What?

A blog recording the thoughts of a mum of one who does a lot of voluntary work because it's more fun than resuming her career and is a bit worried about the state of the nation.

Saturday 23 October 2010

Comprehensive Spending Review Blues

As a very debt-adverse person I quite approve of trying to cut down on all that interest that we seem to be paying. As a household where neither of us pay higher rate tax we will get to keep our child benefit. As an OAP (with the sort of index-linked pension that was phased-out about 30 years ago) my mum gets to keep her free TV licence and winter fuel payment as it would be too fiddly to think of a way of taking it away from her (her tax return?). As an environmentalist I welcome the Green Investment Bank. As the daughter-in-law of a man with Parkinsons I don't need to worry that he will be taken off invalidity benefit and sent back to work as he is now 65 (had they interviewed him he would definitely have tried to bluff his way back in, preferably to a job that involved wielding heavy implements). Sigh of relief and happy then?

No of course not. I am worried about everything. All the local authorities that are going to lose money will cut the grants that provide core funding to the voluntary sector no matter what David Cameron says about Big Soc., the local dementia day centre is shutting, far more people will need advice on how to cope with less money from housing and welfare benefits but there will be fewer advice centres and no legal aid to provide it, eighty thousand families will have to move out of London to live in B & Bs in Hastings and Luton, and the Environment Agency will no longer have enough staff to inspect polluters. We even have to worry that too many cuts will lead to a double dip recession with less people paying taxes and then we will end up in as much trouble as the Irish.

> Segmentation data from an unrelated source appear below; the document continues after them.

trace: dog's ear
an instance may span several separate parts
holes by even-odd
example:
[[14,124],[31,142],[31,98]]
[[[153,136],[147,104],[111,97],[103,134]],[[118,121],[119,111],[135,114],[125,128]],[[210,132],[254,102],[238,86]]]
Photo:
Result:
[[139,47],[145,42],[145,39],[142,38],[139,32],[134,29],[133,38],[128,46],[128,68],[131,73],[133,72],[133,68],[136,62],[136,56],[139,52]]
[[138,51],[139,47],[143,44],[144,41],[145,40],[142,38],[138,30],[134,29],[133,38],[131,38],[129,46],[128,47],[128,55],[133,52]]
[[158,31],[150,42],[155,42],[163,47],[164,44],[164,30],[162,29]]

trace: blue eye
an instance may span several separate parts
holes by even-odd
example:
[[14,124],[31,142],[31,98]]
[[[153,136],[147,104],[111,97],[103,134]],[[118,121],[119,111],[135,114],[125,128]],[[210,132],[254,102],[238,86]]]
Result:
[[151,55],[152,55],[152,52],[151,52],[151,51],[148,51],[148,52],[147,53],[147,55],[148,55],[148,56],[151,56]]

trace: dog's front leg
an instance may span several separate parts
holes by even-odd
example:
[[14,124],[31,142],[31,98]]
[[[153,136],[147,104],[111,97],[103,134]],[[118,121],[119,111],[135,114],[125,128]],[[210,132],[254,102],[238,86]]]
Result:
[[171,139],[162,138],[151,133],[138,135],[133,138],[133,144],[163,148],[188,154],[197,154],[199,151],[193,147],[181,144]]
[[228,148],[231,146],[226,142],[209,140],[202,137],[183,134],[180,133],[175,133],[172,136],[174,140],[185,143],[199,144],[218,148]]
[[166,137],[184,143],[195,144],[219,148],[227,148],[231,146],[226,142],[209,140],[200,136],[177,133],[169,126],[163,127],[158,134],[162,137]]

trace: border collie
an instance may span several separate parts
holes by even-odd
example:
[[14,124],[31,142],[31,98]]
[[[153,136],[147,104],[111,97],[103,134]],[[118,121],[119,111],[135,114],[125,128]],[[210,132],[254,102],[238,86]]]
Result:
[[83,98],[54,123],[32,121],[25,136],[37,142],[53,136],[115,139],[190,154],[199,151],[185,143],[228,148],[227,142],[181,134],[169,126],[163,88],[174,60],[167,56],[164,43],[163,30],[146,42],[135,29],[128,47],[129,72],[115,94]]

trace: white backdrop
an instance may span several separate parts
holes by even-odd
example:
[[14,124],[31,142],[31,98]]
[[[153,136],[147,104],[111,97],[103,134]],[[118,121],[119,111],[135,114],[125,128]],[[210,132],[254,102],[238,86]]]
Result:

So I am going to have to take a closer interest in the figures, read Robert Peston's blog avidly, and try to work out whether we can cut the deficit by clamping down on tax avoidance, bankers' bonuses, digestive biscuits for civil servants and red tape for charities and small businesses (even though most of the money I earn is from helping them to cope with it). But no doubt I will never get my head round it so I am going to spend the next few years feeling cross but without the economic understanding to fight back articulately.